What does this mean for government IT? 

  • An order of magnitude, faster response for many tasks. 
  • Easier scalability — data centers can expand their capacity faster by utilizing common, off-the-shelf servers and flexible software on a network — leveraging the general trend of storage media getting cheaper in costs per gigabyte over time. 
  • Greater cost efficiency — maximizing utilization of premium NVMe resources since they can be applied anywhere in the enterprise. 
  • Reduced complexity and specialized staffing.

NVMeoF Applications

For big government agencies, NVMe’s ROI is highest when applications require both high throughput and low latency, as with analytics, decision support systems (DSSs) query, online transaction processing (OLTP) and graphics-intensive applications. 

However, because NVMe media is more expensive, system architects often allocate it to specific applications or teams whose work demands it. While appearing cost-smart, organizations end up with “storage silos” with under-utilized NVMe Flash capacity.

By employing an NVMeoF, NVMe storage devices can communicate over a high-speed network enterprise-wide and thus can be virtualized and shared, so unused storage can be accessed for other workloads anywhere in the organization. Governmental IT departments can maximize how they use NVMe resources, support an agency’s demanding applications at scale and squeeze more ROI out of their expenditures.

Using NVMe in Government

Data warehouses are an example of where NVMeoF has a clear advantage over other approaches. Query speed determines what kind of response time end users experience, and as user counts grow, IT teams must be careful that storage resources can keep up the pace.

For example, in New York, the state’s central Medicaid Data Warehouse (MDW) enables over 3,000 users to simultaneously query Medicaid data to help improve care delivery for more than 6.6 million residents covered by Medicaid. With data from 10 billion Medicaid claims and encounters, MDW is massive and its growth, costs and response times were becoming unwieldy. 

The New York State Department of Health modernized its warehouse with NVMe and has increased the percentage of ad hoc queries completed in under one minute to 98 percent, up from 50 percent. Because its NVMeoF implementation is software that runs on common, off-the-shelf servers, the state isn’t locked into purchasing only one type of hardware device from a specific vendor, helping future-proof its storage architecture.

NVMeoF also supports how an IT department can consolidate disparate storage devices it already has on site, generating significant savings depending on the circumstances. For example, a large health-care agency ran a health-care payment reimbursement analysis across two storage platforms — one of them with dozens of smaller databases for specific projects — because neither platform was capable of handling data volumes on its own. End-user performance suffered as it took too long to move the data from each resource to each individual database. Once moved, the agency’s queries took too long to run. 

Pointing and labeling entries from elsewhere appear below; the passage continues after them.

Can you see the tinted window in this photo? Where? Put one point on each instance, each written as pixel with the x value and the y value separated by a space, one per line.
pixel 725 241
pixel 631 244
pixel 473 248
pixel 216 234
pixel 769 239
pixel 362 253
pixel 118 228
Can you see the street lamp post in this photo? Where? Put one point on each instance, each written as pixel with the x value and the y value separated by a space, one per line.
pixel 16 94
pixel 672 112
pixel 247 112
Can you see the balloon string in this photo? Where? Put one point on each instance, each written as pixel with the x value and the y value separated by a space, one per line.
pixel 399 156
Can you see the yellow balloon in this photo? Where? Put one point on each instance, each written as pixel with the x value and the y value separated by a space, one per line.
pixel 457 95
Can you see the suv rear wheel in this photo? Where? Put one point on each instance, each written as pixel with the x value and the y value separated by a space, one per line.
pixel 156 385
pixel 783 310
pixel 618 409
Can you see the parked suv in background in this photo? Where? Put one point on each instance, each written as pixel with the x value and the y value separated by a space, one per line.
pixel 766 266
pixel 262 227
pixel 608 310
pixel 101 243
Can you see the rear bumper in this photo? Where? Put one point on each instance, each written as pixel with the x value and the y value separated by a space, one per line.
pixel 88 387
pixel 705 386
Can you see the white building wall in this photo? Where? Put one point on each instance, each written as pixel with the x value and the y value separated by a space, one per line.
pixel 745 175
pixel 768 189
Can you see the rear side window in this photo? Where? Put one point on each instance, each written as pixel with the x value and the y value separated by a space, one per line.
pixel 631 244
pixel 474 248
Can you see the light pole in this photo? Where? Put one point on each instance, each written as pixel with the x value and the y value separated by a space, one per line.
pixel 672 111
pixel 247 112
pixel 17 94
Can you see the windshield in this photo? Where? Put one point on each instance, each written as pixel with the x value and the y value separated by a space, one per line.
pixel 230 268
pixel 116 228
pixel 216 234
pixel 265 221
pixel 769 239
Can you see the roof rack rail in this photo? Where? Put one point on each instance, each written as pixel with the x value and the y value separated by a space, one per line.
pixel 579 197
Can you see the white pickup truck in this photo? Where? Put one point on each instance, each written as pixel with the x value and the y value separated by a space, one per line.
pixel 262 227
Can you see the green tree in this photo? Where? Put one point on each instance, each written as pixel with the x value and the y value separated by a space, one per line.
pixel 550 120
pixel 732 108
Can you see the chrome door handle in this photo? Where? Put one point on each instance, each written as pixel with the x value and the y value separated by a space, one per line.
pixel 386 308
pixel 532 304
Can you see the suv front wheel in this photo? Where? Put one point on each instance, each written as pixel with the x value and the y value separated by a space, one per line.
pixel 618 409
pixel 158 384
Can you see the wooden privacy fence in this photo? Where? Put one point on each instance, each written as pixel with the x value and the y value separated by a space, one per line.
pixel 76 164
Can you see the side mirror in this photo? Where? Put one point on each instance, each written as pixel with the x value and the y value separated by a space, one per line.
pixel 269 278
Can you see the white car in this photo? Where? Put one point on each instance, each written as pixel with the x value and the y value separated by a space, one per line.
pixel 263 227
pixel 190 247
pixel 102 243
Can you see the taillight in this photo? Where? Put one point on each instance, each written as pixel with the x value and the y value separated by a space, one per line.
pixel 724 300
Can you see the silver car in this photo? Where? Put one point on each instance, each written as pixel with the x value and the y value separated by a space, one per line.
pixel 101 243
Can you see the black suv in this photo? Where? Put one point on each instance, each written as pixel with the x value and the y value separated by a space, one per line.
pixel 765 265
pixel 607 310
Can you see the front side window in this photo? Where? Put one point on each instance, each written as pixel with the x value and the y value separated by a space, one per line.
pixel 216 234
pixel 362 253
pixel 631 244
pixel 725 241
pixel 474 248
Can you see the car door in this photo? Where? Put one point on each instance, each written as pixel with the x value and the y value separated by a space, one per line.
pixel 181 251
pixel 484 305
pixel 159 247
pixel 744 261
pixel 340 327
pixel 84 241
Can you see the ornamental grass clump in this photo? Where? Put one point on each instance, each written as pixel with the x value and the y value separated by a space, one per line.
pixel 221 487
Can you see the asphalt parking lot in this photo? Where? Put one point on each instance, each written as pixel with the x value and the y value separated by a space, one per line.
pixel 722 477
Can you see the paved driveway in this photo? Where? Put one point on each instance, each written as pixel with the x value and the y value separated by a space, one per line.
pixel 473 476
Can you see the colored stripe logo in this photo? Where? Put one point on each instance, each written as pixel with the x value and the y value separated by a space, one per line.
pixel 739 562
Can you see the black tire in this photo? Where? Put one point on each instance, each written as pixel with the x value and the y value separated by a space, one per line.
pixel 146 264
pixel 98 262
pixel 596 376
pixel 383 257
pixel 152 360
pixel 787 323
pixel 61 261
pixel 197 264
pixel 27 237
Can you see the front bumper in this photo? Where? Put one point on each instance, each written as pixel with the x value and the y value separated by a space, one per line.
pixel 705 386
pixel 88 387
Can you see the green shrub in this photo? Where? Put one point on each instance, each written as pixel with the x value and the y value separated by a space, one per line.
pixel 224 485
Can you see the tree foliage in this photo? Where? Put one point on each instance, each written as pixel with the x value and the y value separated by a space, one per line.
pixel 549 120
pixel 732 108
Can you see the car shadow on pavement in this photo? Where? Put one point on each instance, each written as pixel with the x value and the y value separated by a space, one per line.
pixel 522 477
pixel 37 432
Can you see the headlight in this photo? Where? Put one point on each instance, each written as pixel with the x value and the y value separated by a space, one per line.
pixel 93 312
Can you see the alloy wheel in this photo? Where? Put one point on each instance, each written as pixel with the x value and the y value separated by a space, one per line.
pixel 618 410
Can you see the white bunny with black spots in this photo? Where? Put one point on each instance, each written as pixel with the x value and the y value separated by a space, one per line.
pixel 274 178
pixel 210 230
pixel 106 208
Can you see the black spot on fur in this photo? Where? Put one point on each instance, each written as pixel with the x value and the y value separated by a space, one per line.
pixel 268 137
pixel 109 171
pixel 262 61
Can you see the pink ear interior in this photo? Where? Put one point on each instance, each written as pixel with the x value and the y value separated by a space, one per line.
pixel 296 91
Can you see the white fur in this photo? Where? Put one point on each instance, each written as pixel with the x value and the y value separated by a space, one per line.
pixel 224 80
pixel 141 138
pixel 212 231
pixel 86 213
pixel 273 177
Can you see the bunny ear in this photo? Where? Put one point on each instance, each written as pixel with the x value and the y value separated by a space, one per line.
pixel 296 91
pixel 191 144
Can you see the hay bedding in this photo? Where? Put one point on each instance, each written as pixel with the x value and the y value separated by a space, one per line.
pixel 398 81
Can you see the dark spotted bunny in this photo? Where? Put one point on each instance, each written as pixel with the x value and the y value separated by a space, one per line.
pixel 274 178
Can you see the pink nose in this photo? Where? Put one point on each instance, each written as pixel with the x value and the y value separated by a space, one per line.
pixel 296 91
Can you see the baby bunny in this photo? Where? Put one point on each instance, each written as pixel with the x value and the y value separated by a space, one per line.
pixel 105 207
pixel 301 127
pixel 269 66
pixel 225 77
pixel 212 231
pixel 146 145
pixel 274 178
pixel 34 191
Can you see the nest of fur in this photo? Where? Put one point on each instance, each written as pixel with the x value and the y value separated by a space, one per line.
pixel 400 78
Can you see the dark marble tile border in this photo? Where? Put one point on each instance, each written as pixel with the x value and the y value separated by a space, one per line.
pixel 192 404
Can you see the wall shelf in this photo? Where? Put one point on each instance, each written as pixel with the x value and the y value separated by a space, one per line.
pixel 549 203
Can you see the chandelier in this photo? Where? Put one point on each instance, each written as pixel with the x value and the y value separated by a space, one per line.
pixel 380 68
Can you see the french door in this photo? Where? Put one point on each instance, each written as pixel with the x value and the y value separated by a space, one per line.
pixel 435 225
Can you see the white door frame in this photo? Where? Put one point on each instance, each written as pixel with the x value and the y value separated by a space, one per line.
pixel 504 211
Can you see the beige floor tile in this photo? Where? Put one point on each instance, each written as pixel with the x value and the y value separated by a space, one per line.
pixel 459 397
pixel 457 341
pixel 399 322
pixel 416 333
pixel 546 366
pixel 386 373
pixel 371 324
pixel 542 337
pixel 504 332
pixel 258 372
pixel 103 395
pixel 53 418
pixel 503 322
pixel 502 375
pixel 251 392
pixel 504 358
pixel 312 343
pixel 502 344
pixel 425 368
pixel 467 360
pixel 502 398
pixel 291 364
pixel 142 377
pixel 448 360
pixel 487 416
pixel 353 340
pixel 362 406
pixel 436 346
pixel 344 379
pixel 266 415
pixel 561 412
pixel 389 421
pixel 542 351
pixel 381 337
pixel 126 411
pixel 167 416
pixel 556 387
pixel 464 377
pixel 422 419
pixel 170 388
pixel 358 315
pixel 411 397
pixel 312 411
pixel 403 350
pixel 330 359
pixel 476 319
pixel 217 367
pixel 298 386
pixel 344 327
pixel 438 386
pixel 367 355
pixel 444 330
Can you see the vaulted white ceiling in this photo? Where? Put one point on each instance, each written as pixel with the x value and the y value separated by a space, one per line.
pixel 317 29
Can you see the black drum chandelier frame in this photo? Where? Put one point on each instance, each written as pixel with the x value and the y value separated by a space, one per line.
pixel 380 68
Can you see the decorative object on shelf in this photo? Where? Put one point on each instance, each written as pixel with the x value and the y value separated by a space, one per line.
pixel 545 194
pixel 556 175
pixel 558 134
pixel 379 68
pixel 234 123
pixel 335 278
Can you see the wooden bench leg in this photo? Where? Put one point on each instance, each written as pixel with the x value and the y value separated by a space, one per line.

Moving to NVMeoF allowed the agency to operate two legacy storage resources with just one lower-cost system. The elimination of the legacy network between the two former storage resources increased end-user performance. The agency saved 50 percent on both capital costs of the storage hardware and operating expenses on software licenses and maintenance, and enabled the use of commodity hardware as newer, less costly storage media debuts.  

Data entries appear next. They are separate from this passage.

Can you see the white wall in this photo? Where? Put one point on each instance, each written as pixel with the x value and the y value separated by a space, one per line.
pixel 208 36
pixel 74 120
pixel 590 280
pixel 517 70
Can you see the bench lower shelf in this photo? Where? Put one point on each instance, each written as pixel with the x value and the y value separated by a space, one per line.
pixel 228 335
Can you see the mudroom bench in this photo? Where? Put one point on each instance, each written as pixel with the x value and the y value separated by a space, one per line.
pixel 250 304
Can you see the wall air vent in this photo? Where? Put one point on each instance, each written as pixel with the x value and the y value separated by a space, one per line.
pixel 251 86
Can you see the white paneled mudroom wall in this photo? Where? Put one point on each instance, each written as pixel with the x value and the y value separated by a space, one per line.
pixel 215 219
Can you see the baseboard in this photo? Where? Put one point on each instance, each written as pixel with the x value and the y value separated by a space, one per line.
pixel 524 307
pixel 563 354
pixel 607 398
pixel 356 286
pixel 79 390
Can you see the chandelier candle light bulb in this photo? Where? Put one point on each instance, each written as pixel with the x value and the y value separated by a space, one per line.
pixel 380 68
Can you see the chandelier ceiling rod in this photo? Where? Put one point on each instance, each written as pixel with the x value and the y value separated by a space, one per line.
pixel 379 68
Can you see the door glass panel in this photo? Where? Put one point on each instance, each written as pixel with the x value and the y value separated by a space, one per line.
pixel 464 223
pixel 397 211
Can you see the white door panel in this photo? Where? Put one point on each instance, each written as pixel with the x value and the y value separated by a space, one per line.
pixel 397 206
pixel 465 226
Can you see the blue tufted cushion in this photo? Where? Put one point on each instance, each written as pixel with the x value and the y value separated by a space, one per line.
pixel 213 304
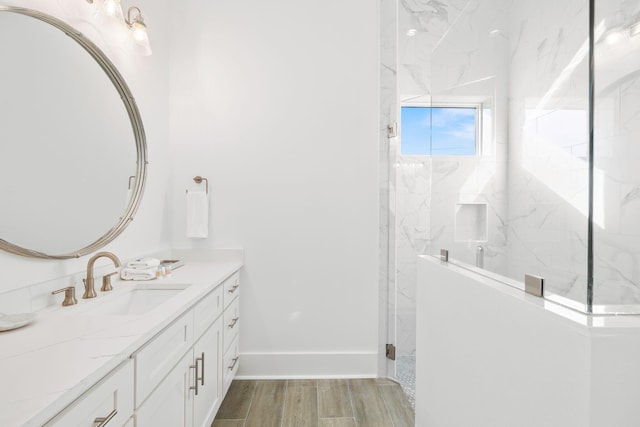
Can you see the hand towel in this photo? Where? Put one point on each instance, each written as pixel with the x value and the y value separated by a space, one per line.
pixel 138 273
pixel 197 214
pixel 144 263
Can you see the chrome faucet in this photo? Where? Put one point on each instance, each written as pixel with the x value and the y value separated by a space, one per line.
pixel 89 289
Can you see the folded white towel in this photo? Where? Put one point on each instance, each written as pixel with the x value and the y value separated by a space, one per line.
pixel 144 263
pixel 197 214
pixel 138 273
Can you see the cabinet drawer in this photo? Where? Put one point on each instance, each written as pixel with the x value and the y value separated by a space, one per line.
pixel 231 288
pixel 230 365
pixel 157 358
pixel 112 396
pixel 207 311
pixel 231 323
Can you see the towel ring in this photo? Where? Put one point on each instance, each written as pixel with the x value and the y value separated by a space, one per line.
pixel 198 180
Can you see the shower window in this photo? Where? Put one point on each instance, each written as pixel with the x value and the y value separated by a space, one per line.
pixel 440 130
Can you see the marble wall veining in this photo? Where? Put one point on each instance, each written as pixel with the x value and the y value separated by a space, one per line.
pixel 388 149
pixel 465 65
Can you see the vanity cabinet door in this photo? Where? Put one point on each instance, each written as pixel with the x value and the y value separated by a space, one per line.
pixel 208 356
pixel 111 398
pixel 158 356
pixel 171 403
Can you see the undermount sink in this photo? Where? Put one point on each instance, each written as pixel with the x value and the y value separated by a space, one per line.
pixel 136 301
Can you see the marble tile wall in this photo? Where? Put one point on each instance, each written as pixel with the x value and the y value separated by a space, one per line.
pixel 464 66
pixel 388 114
pixel 530 68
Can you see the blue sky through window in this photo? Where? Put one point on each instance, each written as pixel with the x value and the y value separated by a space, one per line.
pixel 439 131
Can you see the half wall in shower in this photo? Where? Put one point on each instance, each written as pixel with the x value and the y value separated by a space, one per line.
pixel 554 189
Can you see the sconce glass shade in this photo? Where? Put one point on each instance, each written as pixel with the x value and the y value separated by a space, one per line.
pixel 140 39
pixel 138 31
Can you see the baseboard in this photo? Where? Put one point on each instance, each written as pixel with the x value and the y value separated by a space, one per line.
pixel 307 365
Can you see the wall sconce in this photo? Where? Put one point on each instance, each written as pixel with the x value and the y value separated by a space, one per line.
pixel 138 31
pixel 134 21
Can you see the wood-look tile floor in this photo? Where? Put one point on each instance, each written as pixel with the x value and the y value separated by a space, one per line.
pixel 315 403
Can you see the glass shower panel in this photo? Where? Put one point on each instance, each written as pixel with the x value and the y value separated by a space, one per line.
pixel 548 178
pixel 616 225
pixel 522 205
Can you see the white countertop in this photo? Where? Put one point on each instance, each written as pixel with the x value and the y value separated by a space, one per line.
pixel 586 323
pixel 47 365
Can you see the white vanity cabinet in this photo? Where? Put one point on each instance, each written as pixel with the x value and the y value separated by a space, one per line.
pixel 192 391
pixel 108 403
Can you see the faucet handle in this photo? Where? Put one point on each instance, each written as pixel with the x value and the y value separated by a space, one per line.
pixel 69 295
pixel 106 282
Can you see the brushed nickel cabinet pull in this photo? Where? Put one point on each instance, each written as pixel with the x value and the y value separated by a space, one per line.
pixel 233 365
pixel 200 359
pixel 102 421
pixel 195 368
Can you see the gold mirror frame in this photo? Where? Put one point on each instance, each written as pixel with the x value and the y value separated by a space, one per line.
pixel 138 131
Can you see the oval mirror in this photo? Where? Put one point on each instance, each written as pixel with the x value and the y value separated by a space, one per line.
pixel 72 146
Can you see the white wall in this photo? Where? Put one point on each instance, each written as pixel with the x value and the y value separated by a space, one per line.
pixel 148 80
pixel 277 105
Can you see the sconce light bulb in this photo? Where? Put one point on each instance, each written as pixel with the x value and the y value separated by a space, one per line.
pixel 113 9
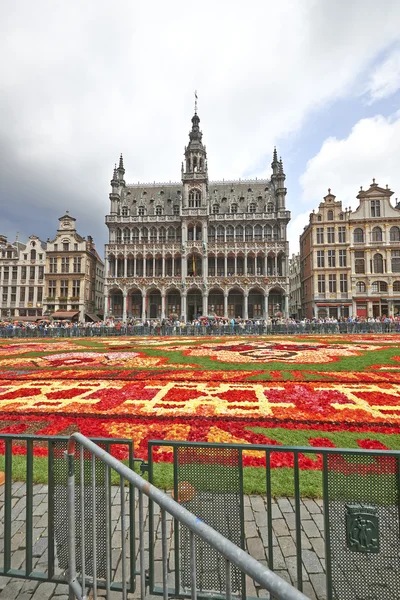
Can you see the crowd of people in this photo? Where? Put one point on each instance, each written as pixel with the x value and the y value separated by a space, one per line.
pixel 200 325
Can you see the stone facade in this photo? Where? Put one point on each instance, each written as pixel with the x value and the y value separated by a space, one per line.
pixel 325 261
pixel 295 286
pixel 74 275
pixel 350 260
pixel 197 247
pixel 22 278
pixel 375 253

Government Needs Consistent Performance

The infrastructure at many agencies is a 40-year-old compendium of multiple hardware and software solutions. The path to modernization is complicated. Present performance can be inconsistent, and the need for technical staff to maintain a diverse set of resources can involve ongoing consulting needs and high personnel costs. Technological advances in NVMe storage and NVMe over Fabrics help address common pain points for government data centers, with often compelling economics and price/performance.

Brian Dougherty is chief technology officer at CMA, a major government system integrator based in Latham, N.Y., which provides the Mosaic SSD NVMe database platform.

Josh Goldenhar is vice president of products at Excelero, which provides the NVMesh® software-defined block storage for shared NVMe at local performance.